Accelerate your application: Tuning existing vectorization and adding new vectorization is easy with the visually intuitive Vectorization Advisor tool in the Intel® Advisor. Try out new vectorization capabilities available in the Intel® Parallel Studio Beta Update, such as expanded memory access patterns analysis, Flops information, and special features for the second generation of the Intel® Xeon Phi™ processor (code name Knights Landing) that uses the AVX-512 instruction set. Register for Intel® Parellel Studio XE 2017 beta program https://software.intel.com/en-us/articles/intel-parallel-studio-xe-2017-beta#howto , or download an evaluation copy from http://software.intel.com/en-us/articles/intel-software-evaluation-center/.
Roofline Modeling
Roofline modeling was first proposed by Berkley researchers Samuel Williams, Andrew Waterman, and David Patterson in paper "Roofline: An Insightful Visual Performance Model for Multicore Architectures" in 2009.
A Roofline model provides insight into how your application works by helping you answer the following questions:
- Does my application work optimally on the current hardware?
- What limits performance? Is my application workload memory or compute bound?
- What is the right strategy to improve application performance?
The model plots data to help you visualize application compute- and memory-bandwidth ceilings by measuring two parameters:
- Operational intensity – the number of floating-point operations per byte transferred from memory
- Floating-point performance – in Gflops per second
The proximity of the data points to the model lines (rooflines) shows the degree of optimization.
Consider the roofline plot in Fig. 1.
The kernel's on the right hand side are more compute bound and as you move up the Y-axis they become get close to the FP peak. The performance of these kernels are bounded by the compute capabilities of the platform. To improve performance of kernel 3 consider migrating this kernel to a highly parallel platform, such as the Intel Xeon Phi processor, where the compute ceiling and memory throughput is higher.
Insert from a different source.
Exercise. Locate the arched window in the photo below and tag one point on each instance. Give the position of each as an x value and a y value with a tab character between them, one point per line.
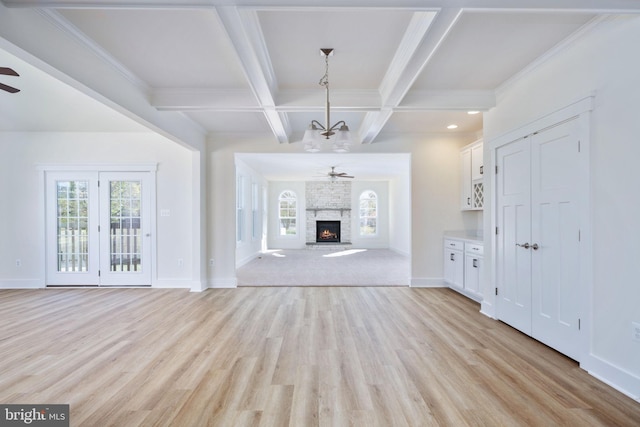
368	213
288	213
For the kernel 2 vectorization can be considered as a performance improvement strategy as it is far away from the ceiling.
Towards the left-hand side of the plot, the kernel's here are memory bound and you go up the Y-axis they are more bound to the DRAM and cache peak bandwidth of the platform. To increase the performance of these kernels (shifting the plot position to the right with a higher performance ceiling), consider improving the algorithm or its implementation to perform more computations per data item. These kernels may also run faster on an Intel Xeon Phi processor because of greater memory bandwidth availability.
Intel Advisor Roofline Feature
The Intel Advisor implemented "Cache-aware roofline" model described in "Cache-aware Roofline model: Upgrading the loft" paper authored by Aleksandar Ilic, Frederico Pratas, and Leonel Sousa. It provides additional insight by addressing all levels of memory / cache hierarchy:
- Slope rooflines illustrate performance levels, if all the data fits into respective cache.
- Horizontal lines show the peak achievable performance levels if vectorization and other CPU resources are used effectively.
Intel Advisor places a dot for every loop in the Roofline plot. Consider the Intel Advisor roofline plot in the Fig.2. Most of loops require extra cache use optimizations. Loops to the right of the plotted blue data point fall below the scalar execution roofline and therefore require vectorization.
You can examine you application performance opportunities by applying our experimental Roofline Vector Advisor and browsing through high loaded loops. The circles sizes denotes execution time of loops.